For this reason, references from the ‘Introduction’ or the ‘Discussion’ sections were also joined in an additional training set (‘Introduction and Discussion’), which performed similarly to using the set of all references.

The ‘Conclusion’ training set showed non significant results (p-value>0.01, one-sided Mann–Whitney U test) except for topics ‘Breast Neoplasms’ and ‘Oligonucleotide Array Sequence Analysis’ although medians were very close to the baseline (fold change equal to 1.004 and 1.006 respectively). This could be expected from the low number of references associated to this section (See Figure 1).

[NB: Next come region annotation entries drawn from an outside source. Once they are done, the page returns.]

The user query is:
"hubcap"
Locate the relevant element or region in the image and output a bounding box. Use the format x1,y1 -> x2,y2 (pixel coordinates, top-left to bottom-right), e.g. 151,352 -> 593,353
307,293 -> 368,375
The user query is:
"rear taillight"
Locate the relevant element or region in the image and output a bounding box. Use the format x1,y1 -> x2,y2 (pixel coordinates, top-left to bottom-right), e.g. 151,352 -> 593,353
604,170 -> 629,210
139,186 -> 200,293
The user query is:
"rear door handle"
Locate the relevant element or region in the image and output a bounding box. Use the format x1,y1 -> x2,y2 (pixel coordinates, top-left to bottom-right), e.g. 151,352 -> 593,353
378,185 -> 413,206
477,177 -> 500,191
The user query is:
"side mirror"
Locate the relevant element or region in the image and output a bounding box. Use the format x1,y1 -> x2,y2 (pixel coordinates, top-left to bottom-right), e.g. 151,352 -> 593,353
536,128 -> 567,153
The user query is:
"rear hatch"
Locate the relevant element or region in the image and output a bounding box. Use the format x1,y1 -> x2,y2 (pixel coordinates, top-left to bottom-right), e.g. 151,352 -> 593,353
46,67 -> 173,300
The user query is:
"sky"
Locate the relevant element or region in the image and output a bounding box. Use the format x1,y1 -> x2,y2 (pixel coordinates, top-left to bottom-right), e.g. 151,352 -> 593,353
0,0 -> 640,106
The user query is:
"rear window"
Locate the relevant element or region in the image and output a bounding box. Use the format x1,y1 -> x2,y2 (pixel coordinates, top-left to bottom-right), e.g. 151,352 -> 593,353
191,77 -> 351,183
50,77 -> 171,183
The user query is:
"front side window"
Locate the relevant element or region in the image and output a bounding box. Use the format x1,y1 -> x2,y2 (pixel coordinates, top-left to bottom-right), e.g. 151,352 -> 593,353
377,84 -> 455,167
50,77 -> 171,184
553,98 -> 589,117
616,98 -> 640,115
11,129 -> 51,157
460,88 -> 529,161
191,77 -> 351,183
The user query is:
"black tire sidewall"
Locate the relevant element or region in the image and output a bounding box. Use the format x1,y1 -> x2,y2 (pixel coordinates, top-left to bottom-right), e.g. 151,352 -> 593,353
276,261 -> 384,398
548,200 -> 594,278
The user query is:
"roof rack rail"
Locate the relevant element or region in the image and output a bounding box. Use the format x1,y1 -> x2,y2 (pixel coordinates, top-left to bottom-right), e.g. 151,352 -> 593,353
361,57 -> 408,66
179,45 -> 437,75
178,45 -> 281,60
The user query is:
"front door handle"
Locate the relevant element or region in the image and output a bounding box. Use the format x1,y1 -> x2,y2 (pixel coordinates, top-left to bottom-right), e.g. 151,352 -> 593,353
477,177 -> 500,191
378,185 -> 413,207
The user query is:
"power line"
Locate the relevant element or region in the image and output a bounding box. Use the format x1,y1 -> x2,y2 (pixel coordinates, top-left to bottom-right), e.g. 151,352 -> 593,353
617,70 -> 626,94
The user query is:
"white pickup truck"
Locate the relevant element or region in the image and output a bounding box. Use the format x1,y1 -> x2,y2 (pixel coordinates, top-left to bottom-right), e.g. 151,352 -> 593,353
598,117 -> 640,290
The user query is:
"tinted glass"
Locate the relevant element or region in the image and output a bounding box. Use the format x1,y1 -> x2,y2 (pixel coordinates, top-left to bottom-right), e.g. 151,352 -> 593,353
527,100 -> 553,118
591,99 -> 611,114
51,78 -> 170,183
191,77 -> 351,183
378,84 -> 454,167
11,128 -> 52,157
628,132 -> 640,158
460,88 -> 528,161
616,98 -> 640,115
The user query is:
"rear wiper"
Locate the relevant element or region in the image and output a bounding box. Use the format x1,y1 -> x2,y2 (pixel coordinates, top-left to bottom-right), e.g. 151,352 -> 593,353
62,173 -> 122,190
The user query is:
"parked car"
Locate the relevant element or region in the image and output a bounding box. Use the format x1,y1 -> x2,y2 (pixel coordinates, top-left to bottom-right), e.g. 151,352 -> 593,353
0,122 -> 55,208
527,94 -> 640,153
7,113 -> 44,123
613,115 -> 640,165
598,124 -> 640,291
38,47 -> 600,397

Note that performances reported above for references taken from each section correlate with the number of documents sharing the query MeSH annotation (Table 4). Interestingly, for the term ‘Randomized Controlled Trials as Topic’, we found very few cited documents sharing the annotation but classification performances were still good. This highlights the usefulness of algorithms that do not use annotations but only words in text.

Table 4. Percentages of cited documents sharing a MeSH annotation with the citing document

Comparisons

Additionally to the built-in MedlineRanker scoring scheme based on naïve Bayesian statistics, PMRA and Okapi BM25 scoring schemes were also used for comparison in Benchmark 2. We produced results for the baseline (S) and for the training sets composed by all cited references (T) (Figure 4). On the baseline, all scoring schemes showed close results although PMRA’s median was often slightly higher. MedlineRanker and BM25 scoring schemes produced always significantly better results than their respective baselines (p<0.01, two-sided Mann–Whitney U test). On the contrary, results for PMRA were always significantly worse than the baseline (p<0.01, two-sided Mann–Whitney U test).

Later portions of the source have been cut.